Valley is ‘booming’
Trump tours Lordstown Motors’ Endurance on White House lawn
WARREN — President Donald Trump on Monday toured Lordstown Motors Corp.’s all-electric Endurance, calling the startup automaker’s pickup truck an “incredible piece of science, technology.
“We’ve been working on this very long and very hard,” Trump told a pool of reporters on the South Lawn at the White House. “This is a really unique thing because the four wheels are — hub motor, hub motor — this is the only one that does this in the world. It has a lot of advantages.”
The company announced last week it has 40,000 preorders for the truck that represent, barring cancellations or delays, $2 billion in revenue. It continues to retool its assembly plant, the former General Motors complex in Lordstown, to ready for the start of production in early 2021.

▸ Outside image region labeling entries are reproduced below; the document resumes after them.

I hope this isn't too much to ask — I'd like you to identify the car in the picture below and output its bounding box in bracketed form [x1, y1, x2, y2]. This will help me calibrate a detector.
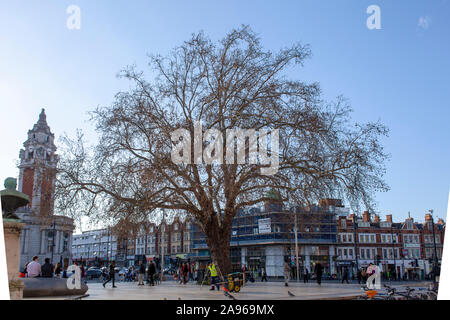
[86, 268, 102, 280]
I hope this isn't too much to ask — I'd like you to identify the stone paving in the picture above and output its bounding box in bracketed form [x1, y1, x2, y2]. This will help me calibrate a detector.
[23, 281, 432, 300]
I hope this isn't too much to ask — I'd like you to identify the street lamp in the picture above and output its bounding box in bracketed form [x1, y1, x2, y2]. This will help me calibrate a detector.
[430, 209, 438, 283]
[391, 221, 397, 280]
[353, 214, 359, 274]
[294, 210, 300, 282]
[50, 221, 56, 263]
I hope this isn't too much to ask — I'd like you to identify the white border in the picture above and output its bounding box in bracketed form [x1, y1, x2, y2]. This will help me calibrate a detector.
[438, 190, 450, 300]
[0, 201, 10, 300]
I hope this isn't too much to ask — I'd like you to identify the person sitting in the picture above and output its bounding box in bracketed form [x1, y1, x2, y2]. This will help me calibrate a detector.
[41, 258, 53, 278]
[27, 256, 41, 278]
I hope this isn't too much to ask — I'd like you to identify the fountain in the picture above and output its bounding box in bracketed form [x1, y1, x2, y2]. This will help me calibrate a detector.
[0, 178, 30, 300]
[0, 178, 88, 300]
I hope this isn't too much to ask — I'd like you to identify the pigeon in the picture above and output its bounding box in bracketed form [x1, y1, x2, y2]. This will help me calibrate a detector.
[223, 291, 237, 300]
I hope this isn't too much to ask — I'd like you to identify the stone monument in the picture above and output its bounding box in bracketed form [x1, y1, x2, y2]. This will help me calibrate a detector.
[0, 178, 30, 300]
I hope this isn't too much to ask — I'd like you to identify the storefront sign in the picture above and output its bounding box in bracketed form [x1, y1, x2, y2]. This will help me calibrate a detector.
[258, 218, 272, 234]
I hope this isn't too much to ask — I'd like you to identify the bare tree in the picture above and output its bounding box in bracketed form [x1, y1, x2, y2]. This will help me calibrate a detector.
[57, 26, 388, 273]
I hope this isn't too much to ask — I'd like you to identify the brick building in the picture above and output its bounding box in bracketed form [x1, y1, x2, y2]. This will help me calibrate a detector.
[17, 109, 74, 268]
[336, 211, 445, 279]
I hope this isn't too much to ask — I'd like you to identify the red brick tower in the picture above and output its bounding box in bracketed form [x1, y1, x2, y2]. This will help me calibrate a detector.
[19, 109, 58, 215]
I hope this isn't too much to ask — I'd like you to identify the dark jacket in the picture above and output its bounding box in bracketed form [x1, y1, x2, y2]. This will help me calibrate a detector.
[41, 263, 53, 278]
[314, 263, 322, 276]
[109, 264, 116, 276]
[148, 263, 156, 274]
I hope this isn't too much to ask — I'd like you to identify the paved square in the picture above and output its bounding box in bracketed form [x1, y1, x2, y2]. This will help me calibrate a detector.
[23, 281, 432, 300]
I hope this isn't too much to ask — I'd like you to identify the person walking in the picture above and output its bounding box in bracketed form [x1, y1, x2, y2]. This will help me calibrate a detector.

The first deliveries of the truck are targeted for the second half of 2022, and the company hopes to expand production to 100,000 by 2024.

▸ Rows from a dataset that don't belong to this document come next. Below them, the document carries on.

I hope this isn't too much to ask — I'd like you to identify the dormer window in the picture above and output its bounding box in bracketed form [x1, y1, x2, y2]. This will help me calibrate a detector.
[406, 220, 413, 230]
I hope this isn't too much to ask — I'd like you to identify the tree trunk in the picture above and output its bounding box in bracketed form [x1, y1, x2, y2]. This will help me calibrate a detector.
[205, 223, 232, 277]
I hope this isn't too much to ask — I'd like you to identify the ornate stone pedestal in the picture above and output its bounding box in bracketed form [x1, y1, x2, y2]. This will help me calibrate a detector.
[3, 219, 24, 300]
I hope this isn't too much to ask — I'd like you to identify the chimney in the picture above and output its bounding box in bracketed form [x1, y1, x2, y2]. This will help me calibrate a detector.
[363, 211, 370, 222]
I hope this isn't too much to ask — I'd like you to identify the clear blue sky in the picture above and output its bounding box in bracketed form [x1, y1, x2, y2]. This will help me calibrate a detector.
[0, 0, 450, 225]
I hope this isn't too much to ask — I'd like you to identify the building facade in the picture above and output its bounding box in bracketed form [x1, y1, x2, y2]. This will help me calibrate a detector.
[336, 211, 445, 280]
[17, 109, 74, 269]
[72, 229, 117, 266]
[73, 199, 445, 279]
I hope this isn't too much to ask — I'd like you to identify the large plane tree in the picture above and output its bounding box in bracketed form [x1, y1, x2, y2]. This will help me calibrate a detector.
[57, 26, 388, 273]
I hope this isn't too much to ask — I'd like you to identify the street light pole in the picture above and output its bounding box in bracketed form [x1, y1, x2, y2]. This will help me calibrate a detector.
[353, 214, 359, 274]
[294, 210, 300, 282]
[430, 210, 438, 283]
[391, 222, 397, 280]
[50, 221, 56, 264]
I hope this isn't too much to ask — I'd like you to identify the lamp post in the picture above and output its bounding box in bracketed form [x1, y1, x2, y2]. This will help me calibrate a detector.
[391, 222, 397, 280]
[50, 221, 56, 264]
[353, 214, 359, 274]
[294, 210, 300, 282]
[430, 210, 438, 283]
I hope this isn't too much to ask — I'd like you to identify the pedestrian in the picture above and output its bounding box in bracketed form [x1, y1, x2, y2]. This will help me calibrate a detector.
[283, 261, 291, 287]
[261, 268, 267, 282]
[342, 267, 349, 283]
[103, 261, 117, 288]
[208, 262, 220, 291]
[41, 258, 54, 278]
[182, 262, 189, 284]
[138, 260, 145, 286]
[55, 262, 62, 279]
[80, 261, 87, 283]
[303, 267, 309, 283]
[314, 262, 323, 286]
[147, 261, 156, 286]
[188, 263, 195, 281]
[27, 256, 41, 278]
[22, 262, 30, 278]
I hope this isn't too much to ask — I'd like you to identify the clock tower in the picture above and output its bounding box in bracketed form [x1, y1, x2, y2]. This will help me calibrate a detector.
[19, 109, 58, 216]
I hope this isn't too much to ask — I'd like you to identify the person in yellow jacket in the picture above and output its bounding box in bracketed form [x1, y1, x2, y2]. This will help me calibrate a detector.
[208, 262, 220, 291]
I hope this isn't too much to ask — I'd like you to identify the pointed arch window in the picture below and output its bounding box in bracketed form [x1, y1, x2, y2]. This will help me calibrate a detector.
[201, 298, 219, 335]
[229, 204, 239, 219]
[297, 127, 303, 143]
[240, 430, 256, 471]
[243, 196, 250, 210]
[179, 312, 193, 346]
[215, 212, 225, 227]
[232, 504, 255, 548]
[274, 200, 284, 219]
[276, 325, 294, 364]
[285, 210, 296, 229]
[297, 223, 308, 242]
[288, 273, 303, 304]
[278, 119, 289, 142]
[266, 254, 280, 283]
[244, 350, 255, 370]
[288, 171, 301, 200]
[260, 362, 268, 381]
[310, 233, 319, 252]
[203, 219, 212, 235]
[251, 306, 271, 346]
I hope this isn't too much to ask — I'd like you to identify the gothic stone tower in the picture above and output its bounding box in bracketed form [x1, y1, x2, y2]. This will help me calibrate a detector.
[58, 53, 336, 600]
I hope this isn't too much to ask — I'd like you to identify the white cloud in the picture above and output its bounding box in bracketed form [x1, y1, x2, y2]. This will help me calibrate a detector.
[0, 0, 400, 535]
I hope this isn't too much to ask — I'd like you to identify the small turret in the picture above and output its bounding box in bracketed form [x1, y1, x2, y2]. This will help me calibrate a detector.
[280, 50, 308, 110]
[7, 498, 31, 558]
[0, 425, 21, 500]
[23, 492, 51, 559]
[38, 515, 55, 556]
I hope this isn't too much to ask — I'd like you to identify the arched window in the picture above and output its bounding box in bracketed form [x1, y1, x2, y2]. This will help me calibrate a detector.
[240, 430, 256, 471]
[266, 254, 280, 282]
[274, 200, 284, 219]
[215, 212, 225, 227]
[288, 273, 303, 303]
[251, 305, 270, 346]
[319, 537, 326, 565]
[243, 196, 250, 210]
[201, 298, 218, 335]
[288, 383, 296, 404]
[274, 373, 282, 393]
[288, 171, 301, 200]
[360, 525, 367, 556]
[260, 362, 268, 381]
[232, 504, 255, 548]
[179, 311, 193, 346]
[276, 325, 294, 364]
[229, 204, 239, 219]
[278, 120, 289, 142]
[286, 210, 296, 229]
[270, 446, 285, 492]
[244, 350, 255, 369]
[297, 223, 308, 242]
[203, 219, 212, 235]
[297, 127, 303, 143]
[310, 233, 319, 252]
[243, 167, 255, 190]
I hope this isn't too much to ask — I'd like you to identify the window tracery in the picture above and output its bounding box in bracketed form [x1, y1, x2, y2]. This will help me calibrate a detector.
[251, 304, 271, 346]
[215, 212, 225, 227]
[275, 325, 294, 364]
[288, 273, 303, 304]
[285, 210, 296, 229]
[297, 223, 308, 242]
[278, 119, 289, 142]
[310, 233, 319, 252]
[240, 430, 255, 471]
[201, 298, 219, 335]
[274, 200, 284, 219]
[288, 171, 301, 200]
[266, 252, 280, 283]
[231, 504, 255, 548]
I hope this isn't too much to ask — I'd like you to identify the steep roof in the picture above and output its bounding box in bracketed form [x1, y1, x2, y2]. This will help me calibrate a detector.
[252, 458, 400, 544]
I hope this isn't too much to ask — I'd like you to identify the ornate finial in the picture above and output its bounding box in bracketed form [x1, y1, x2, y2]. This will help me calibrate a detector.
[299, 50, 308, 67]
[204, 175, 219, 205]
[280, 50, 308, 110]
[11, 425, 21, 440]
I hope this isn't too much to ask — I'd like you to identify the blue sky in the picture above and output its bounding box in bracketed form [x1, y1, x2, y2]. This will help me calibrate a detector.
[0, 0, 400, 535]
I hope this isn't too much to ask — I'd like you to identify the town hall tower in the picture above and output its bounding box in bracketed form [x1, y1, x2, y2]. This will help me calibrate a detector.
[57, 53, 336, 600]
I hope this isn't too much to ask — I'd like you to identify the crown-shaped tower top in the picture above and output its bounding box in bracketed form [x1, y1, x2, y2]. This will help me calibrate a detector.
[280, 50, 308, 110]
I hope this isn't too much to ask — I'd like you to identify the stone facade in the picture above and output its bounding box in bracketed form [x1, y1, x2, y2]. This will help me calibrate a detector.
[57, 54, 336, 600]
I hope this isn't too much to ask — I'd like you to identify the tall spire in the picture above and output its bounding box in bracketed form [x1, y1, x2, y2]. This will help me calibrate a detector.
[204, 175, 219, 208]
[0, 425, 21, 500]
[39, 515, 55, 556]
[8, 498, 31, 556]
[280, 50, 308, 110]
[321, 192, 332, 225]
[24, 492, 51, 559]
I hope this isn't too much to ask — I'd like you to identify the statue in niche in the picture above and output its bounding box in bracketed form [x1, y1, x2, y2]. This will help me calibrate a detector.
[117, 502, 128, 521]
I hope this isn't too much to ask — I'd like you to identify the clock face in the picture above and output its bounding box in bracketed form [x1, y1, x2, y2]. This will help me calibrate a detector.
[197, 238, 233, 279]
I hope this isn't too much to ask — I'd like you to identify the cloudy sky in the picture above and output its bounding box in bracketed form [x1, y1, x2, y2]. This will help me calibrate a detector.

Last month, the company announced a merger with DiamondPeak Holdings Corp., a special purpose acquisition company, in a move that’s expected to infuse $675 million and one that will make Lordstown Motors a publicly traded company.
A rolling prototype of Endurance was revealed in June at the plant at an event attended by Vice President Mike Pence.
“Over the past few months, the Lordstown Endurance has been introduced to potential customers and key stakeholders across the United States, including government officials from both sides of the aisle,” Lordstown Motors spokesman Ryan Hallett said.
On Monday, they were in Washington, D.C., “to discuss opportunities for new jobs and new ways to ensure a clean and prosperous future for all Americans,” he said. Last week, Burns and the truck were in Columbus.
Lordstown Motors acquired the sprawling automaking facility in November 2019 just months after GM shuttered it. The closure drew criticism from Trump and urging from the president on Twitter for GM to reopen or sell the plant.
With Trump were Lordstown Motors CEO Steve Burns; two of his employees, Rich Schmidt, chief production officer, and Michael Fabian, senior manager stamping operations; Peter Navarro, assistant to the President for Trade and Manufacturing Policy; U.S. Sen. Rob Portman, R-Ohio; and U.S. Rep. Mike Turner, R-Dayton.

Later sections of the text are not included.